[R] loess crash
Liaw, Andy
andy_liaw at merck.com
Tue Sep 17 14:21:18 CEST 2002
Actually, I forgot there's the `locfit' package:
library(locfit)
> fit1 <- locfit(y~x1*x2*x3*x4*x5, data=data2)
> fit1
Call:
locfit(formula = y ~ x1 * x2 * x3 * x4 * x5, data = data2)
Number of observations: 500
Family: Gaussian
Fitted Degrees of freedom: 32.179
Residual scale: 0.954
> summary(fit1)
Estimation type: Local Regression
Call:
locfit(formula = y ~ x1 * x2 * x3 * x4 * x5, data = data2)
Number of data points: 500
Independent variables: x1 x2 x3 x4 x5
Evaluation structure: Rectangular Tree
Number of evaluation points: 32
Degree of fit: 2
Fitted Degrees of Freedom: 32.179
The default settings might be different from loess, though.
Andy
> -----Original Message-----
> From: Liaw, Andy [mailto:andy_liaw at merck.com]

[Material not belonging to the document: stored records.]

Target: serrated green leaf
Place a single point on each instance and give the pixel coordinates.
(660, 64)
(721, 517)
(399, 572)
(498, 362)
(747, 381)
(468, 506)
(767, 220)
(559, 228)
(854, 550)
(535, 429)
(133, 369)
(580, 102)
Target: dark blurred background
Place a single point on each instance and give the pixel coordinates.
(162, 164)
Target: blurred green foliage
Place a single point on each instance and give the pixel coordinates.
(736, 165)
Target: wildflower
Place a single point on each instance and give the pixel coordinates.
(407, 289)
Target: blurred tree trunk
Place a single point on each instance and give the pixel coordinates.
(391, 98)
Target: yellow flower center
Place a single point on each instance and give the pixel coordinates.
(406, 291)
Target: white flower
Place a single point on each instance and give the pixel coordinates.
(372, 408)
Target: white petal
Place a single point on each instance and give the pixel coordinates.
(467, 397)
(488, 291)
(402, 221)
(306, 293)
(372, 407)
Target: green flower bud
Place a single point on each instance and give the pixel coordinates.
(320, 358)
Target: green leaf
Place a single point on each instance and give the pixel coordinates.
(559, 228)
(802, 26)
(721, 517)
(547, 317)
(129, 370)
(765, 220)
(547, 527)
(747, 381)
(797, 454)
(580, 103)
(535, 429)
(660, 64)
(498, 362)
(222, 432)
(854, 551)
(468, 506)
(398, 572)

> Sent: Monday, September 16, 2002 4:17 PM
> To: 'John Fox'; jdeke2 at comcast.net
> Cc: r-help at stat.math.ethz.ch
> Subject: RE: [R] loess crash
>
>
> I agree with John mostly. For a model as complicated as
> you're trying to
> fit with loess, you might as well try things like ppr (in
> the `modreg'
> package), MARS (in the 'mda' package) or neural nets (in the 'nnet'
> package), or even randomForest... Actually MARS might offer
> a bit more
> interpretability than others, because of its hierarchical
> construction.
>
> If you do care about `marginal effects' of the predictors,
> then aren't you
> sort of assuming additivity? In which case the additive model is more
> appropriate. If not, the `marginal effects' can be misleading.
>
> In terms of comparing a loess with 5 terms with a less
> complicated model, I
> think it needs to be pointed out that (AFAIK) it can only be
> done on a more
> or less qualitative level, as the models are not nested.
>
> Cheers,
> Andy
>
> > -----Original Message-----
> > From: John Fox [mailto:jfox at mcmaster.ca]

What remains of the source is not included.